Pediatricians and other clinicians who are updated on literature and clinical research in the field will be able to better counsel families and be prepared to offer more comprehensive treatment options. 

Outcome Objectives

  • Identify pediatric patients that could potentially benefit from integrative medicine nutrition-focused treatment options. 
  • Determine which medical conditions have robust supporting evidence for the use of nutrition-based integrative medicine treatment options in children.
  • Teach clinicians how to better educate parents about nutrition-based integrative medicine treatment options for their children. 

This activity has been planned and implemented in accordance with the accreditation requirements and policies of the Accreditation Council for Continuing Medical Education through the joint providership of The University of Arizona College of Medicine - Tucson and the Academy of Pediatric Integrative Medicine. The University of Arizona College of Medicine – Tucson is accredited by the ACCME to provide continuing medical education for physicians.

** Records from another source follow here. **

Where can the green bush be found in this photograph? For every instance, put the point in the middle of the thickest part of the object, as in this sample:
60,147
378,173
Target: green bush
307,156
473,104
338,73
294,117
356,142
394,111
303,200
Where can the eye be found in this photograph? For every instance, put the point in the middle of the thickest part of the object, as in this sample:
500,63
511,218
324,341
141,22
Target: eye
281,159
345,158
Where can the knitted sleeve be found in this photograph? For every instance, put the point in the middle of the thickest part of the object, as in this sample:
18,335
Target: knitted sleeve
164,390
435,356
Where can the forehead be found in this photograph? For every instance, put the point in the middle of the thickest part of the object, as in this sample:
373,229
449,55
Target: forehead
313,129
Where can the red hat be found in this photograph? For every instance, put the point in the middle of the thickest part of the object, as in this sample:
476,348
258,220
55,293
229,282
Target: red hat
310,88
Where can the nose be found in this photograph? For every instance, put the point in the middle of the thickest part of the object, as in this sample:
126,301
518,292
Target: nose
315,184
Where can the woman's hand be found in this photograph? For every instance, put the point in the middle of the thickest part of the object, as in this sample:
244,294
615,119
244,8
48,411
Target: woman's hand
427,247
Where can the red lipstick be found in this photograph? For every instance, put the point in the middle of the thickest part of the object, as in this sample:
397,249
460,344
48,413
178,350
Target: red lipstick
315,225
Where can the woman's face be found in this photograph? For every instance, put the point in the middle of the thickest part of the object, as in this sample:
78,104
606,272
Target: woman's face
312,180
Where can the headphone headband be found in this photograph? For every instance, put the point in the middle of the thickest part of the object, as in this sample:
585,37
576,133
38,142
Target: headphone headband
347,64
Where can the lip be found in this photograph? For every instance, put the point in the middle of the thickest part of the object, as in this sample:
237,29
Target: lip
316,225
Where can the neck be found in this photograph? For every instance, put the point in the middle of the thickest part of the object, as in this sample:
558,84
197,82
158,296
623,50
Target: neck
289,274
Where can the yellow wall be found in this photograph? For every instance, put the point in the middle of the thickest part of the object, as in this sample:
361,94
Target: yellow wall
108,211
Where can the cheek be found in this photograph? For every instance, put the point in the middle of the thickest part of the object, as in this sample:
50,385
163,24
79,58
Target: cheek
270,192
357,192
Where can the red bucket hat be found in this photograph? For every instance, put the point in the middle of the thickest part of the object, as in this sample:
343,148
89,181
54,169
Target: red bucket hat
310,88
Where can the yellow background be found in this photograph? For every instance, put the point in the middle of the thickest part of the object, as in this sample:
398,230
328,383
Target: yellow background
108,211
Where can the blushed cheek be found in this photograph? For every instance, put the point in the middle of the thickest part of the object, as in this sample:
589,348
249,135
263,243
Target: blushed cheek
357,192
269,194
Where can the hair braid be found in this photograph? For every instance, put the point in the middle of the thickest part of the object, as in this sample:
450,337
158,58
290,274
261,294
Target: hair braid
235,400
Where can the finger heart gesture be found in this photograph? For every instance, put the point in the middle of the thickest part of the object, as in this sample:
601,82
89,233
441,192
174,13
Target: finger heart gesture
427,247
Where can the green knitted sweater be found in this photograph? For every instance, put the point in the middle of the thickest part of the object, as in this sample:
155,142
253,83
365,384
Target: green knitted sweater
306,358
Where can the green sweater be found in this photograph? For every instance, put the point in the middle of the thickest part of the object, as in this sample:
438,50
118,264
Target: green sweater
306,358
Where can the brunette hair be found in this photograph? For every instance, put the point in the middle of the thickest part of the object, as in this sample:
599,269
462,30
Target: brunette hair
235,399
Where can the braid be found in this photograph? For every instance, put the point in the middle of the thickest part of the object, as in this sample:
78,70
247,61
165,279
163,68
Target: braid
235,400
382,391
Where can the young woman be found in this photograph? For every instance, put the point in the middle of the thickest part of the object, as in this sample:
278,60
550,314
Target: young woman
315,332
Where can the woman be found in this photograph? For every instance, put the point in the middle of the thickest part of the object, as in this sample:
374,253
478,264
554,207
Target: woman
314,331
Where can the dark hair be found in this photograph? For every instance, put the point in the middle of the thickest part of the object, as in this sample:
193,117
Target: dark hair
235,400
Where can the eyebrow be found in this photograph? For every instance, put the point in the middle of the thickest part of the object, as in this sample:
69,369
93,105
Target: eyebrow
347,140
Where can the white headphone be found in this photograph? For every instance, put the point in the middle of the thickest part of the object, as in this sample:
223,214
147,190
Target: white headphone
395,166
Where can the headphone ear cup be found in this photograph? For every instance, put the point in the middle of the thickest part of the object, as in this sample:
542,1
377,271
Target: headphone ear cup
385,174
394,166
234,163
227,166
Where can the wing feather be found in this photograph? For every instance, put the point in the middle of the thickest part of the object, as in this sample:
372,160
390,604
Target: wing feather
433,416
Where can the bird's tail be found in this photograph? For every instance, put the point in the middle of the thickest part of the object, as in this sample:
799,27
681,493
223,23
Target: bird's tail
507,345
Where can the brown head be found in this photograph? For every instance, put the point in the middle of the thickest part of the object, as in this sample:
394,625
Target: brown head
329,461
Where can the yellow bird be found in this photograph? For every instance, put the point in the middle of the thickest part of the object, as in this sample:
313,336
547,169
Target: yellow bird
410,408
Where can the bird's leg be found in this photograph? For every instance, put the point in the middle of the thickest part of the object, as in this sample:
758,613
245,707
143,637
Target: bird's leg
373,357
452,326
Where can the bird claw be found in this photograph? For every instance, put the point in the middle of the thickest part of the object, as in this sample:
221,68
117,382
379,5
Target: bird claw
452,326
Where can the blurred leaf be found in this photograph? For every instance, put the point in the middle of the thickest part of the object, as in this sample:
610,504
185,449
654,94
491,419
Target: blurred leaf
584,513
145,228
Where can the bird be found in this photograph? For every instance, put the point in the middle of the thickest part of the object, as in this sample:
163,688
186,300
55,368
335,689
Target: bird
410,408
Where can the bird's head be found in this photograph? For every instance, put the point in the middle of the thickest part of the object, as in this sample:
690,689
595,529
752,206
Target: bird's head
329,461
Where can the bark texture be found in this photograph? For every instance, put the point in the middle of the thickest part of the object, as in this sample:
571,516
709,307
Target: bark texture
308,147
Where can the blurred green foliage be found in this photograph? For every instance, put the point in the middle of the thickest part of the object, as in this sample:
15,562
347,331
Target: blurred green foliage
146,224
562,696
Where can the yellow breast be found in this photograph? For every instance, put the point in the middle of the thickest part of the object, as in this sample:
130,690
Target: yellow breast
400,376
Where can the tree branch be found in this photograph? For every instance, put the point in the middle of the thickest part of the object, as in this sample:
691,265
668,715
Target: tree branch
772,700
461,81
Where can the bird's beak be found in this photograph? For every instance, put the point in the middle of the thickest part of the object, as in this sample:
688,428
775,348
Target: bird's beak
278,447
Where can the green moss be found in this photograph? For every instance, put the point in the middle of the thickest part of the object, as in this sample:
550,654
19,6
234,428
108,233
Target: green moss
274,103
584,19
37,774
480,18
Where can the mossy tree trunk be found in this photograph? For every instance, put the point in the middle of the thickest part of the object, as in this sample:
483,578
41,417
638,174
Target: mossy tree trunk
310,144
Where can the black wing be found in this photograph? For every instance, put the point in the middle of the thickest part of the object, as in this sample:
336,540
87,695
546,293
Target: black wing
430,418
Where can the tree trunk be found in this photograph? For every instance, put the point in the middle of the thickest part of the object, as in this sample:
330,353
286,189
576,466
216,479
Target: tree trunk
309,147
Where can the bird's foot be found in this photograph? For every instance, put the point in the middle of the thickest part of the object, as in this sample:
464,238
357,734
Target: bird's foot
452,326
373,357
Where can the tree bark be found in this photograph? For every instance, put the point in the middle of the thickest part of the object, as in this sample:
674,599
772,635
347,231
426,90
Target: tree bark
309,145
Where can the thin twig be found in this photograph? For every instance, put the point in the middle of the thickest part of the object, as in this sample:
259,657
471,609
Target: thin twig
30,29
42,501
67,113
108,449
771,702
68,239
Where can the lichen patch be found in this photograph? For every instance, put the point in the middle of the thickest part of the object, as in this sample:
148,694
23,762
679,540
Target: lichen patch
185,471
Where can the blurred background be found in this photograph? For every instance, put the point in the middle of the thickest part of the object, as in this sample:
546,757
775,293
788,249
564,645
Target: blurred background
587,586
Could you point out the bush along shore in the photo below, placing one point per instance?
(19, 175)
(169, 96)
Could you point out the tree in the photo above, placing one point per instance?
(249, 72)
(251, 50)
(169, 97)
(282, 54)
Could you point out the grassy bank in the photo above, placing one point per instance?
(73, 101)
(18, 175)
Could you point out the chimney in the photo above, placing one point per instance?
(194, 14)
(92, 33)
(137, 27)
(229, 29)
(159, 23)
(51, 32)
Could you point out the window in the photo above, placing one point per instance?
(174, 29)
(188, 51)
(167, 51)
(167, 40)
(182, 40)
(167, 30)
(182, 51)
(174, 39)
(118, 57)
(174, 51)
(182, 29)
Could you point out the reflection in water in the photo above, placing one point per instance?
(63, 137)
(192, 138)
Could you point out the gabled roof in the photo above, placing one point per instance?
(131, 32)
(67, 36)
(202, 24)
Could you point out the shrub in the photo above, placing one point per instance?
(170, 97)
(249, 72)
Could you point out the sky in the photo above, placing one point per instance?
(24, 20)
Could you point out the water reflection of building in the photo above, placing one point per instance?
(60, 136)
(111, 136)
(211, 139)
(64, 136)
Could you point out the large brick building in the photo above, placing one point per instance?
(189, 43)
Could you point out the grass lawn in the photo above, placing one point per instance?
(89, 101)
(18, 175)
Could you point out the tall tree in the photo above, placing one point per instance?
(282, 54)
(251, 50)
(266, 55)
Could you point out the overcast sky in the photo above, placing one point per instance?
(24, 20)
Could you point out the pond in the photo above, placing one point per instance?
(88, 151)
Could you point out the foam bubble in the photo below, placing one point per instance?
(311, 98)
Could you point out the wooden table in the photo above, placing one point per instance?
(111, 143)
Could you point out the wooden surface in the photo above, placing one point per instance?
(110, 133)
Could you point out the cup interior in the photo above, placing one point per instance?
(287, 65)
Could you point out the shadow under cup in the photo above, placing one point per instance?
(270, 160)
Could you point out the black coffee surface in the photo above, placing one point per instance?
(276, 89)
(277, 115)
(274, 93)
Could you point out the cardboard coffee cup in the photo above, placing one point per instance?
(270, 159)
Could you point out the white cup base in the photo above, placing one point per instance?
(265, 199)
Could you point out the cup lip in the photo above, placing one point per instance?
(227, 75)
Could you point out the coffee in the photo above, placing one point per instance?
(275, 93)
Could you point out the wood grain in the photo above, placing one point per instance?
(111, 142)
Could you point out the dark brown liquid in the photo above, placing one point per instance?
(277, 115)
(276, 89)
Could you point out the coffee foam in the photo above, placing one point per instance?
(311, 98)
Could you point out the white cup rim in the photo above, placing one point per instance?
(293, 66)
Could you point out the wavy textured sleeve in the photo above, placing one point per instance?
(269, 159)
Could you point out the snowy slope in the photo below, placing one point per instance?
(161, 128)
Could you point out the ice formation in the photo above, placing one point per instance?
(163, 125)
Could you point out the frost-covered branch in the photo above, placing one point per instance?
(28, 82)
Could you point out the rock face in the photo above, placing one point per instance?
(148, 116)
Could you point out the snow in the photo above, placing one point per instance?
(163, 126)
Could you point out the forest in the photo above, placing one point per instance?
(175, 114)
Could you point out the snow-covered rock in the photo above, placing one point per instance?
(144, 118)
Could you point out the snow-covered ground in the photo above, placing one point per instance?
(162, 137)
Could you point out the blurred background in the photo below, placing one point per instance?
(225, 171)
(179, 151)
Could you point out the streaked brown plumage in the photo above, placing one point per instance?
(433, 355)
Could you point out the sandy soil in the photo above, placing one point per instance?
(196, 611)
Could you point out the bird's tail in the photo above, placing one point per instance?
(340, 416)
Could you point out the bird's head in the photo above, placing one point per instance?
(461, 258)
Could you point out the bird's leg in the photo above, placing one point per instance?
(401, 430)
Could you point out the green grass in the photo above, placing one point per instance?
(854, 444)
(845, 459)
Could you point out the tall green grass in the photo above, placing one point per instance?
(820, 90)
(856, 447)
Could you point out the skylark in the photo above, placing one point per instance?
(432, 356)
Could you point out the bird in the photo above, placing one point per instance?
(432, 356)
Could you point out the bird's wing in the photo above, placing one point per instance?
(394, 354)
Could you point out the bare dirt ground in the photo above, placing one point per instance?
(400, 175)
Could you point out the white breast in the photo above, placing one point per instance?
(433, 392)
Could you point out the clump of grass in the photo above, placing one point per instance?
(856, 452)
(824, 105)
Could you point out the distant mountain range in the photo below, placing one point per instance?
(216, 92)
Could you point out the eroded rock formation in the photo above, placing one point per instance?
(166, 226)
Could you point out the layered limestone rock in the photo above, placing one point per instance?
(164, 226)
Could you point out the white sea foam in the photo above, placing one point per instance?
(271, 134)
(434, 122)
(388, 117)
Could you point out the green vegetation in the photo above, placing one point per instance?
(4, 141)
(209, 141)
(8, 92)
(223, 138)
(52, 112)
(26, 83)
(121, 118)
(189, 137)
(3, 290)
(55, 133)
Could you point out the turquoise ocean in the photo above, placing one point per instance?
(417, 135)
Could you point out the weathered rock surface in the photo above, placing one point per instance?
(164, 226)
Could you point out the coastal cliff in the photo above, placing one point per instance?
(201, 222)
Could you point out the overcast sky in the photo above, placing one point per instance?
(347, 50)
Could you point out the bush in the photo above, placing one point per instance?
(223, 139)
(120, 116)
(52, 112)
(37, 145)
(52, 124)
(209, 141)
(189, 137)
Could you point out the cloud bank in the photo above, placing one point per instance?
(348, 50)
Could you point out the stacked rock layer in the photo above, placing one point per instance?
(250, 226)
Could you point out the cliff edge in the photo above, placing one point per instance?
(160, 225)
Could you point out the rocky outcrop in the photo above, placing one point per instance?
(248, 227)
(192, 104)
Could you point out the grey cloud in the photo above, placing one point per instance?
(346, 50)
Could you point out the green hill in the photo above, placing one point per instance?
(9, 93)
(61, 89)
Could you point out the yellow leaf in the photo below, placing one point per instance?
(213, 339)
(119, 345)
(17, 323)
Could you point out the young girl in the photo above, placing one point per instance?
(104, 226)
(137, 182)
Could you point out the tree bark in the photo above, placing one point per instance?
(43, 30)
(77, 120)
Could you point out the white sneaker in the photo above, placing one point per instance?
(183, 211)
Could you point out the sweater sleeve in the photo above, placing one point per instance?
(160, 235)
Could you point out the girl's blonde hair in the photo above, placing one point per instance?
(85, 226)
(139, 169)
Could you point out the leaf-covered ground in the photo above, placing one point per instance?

The University of Arizona College of Medicine – Tucson designates this live activity for a maximum of 8 AMA PRA Category 1 Credit(s)™. 
Passing the course requires completion of all lessons and a minimum 80% score on all course quizzes, with two attempts allowed per quiz.
Physicians should claim only the credit commensurate with the extent of their participation in the activity.

All CME-approved Faculty, CME Planning Committee Members, and the CME Office Reviewers have disclosed that they do not have any relevant financial relationships with commercial interests that would constitute a conflict of interest concerning this activity.